You can say what you like about 10 Years but never doubt the bravery of the Knoxville, Tennessee outfit. Not only do they take on “Heart Shaped Box” at one point in their set – they make it sound like they wrote it.  Infrequent visitors to these shores in their 22 years, 10 Years deliver a kind of potted history of why they’ve always been highly thought of. Big, thick rhythms and a sound that lurks in the shadows, “Russian Roulette” is typical of a set that is mostly culled from their mid-period. “Catacombs” – a choice cut from their most recent studio outing “(How to Live) As Ghosts” and “Fix Me” underline why this is such a difficult band to pin down, somewhere in the sweet spot between Seether and Tool, there they are. With a sound that’s their own. “Now Is the Time (Ravenous)” sees singer Jesse Hasek in the crowd, and there’s an energy to their show that is exemplified, perhaps by the new tune “The Optimist”. Just released, it indicates the forthcoming new record might be one to savour. “Knives” goes big on the Tool comparison, while “Novacaine” (another from “….Ghosts”) is as impressive as on the studio version. A phrase more apt here than usual, given the difference in personnel between live shows and recorded material. The last one “Wasteland” seethes with an anger too. Bubbling below the surface in all their songs it bursts forth here. Clearly anxious to make the most of the chance to play a series of shows overseas, 10 Years grab the opportunity by the throat. As impressive as fans of the band would ever have hoped, and impressive enough to make many new friends for sure.

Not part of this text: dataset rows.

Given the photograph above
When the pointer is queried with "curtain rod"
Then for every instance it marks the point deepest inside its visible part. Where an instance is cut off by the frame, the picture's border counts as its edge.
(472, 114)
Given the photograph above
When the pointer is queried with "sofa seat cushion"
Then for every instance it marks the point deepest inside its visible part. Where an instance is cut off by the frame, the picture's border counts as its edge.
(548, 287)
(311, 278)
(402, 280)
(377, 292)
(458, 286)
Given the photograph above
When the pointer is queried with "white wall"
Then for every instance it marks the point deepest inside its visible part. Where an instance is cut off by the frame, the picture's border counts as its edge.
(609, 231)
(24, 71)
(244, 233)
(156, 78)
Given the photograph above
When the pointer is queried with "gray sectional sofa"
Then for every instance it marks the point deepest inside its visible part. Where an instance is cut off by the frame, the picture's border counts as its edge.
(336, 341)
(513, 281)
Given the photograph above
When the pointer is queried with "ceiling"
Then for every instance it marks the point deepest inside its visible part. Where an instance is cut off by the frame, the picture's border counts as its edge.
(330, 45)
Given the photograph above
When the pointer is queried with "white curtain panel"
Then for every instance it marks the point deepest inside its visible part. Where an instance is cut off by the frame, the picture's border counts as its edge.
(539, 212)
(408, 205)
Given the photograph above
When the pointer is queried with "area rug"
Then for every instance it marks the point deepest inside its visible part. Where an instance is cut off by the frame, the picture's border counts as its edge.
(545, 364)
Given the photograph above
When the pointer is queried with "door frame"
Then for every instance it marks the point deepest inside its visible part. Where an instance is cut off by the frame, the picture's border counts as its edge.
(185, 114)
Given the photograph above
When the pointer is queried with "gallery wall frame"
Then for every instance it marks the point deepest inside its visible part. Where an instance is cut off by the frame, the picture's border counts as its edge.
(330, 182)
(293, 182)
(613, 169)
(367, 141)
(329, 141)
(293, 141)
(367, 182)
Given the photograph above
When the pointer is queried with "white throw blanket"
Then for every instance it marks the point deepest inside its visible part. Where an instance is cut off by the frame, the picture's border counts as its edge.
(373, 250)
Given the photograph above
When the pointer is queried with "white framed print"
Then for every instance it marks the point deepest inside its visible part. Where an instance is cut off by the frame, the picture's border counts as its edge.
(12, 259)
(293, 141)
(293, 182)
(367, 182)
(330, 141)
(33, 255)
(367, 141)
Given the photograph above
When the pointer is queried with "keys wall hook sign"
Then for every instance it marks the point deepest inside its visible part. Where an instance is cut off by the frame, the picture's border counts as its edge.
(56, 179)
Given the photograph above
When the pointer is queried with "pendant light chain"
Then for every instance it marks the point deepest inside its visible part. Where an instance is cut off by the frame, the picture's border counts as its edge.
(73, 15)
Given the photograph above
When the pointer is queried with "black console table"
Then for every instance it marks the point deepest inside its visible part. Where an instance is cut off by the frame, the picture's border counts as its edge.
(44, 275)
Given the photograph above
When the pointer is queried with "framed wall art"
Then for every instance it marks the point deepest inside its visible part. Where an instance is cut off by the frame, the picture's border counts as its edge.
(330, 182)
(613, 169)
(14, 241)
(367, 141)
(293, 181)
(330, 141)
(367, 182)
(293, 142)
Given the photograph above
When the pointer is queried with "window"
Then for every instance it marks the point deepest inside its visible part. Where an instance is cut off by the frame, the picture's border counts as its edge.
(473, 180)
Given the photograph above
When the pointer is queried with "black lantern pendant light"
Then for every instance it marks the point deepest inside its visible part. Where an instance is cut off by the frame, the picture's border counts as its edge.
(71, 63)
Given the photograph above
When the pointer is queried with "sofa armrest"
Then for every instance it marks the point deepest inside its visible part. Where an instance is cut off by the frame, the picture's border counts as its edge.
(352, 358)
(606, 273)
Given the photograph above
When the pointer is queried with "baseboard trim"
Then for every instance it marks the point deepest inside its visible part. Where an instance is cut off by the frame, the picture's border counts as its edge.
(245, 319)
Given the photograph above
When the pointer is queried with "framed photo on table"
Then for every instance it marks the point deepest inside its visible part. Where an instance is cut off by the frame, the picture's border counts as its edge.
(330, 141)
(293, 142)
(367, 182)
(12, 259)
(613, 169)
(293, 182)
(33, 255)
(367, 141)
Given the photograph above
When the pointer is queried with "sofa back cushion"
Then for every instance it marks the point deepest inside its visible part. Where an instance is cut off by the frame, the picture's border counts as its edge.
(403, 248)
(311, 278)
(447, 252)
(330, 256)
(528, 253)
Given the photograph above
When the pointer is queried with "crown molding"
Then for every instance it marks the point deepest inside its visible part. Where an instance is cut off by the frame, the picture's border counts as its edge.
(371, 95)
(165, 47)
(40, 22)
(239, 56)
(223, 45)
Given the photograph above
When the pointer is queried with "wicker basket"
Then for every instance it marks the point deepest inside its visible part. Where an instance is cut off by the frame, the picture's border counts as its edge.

When they do the anthemic (in fact its easier if you just assume all their songs are anthemic, it’ll save time) “Just Like You”, Three Days Grace invite a couple of excited audience members to join them. Many bands have done this over the years. Few, I’d wager get thanked by one for “saving my life” as happens here.

Three Days Grace are one of those bands. Huge stars back home in their native Canada and in the US. Back in the good old days they could count their record sales in the millions, but one that clearly has an astonishing connection with their fans. It’s rare you see anything like this.

 A few months back they released the “Explosions” record, and “So Called Life”, its opening gut punch is delivered here. Matt Walst begins like he’s determined to get 1500 Brummies onside. He ends with them eating out of his hand. He’s a brilliant frontman of a modern rock band.

This is essentially an arena rock show done in a club venue. Their sound is huge. “Animal I Have Become” thunders and when Walst – his brother Brad on bass was a founder member along with guitarist Barry Stock and drummer Neil Sanderson – picks up the rhythm guitar for “Home”, the sound has a real metal edge.

“The Mountain” is particularly big in scope, and “Painkiller” is the first one they’d written when Matt joined the band. A live debut of “I Am The Weapon” (a standout from that new album) is delivered with a real energy, and its darkness – and indeed that of the lyrics elsewhere – is at odds with a jovial acoustic section, the highlight of which is Sanderson being roundly booed for calling football “soccer”.

Let’s be honest, they’ve played all around the world, they’ve had 17 number ones, sold 10 million records, so the four piece know how to pace a set. They do, spectacularly. “The Good Life” celebrates the good things, “Lifetime” is emotional, and “I Hate Everything About You” (next line “so why do I love you?”) is the perfect TDG love song.

“Never Too Late” ushers in the encore, a message of hope and positivity to anyone suffering with mental health issues (a cause you sense is close to their hearts) but “Riot” is even more simple: its rock music. Its one last middle finger. It’s one last great song.

Three Days Grace are sensational here. Perhaps even they were surprised at the reaction, it certainly seemed to give the show an extra level of energy and excitement. But however good the music was, it probably meant a lot more to many more and that is probably of greater importance to them. The sort of band for whom this matters, Three Days Grace are the standard bearers for modern North American hard rock.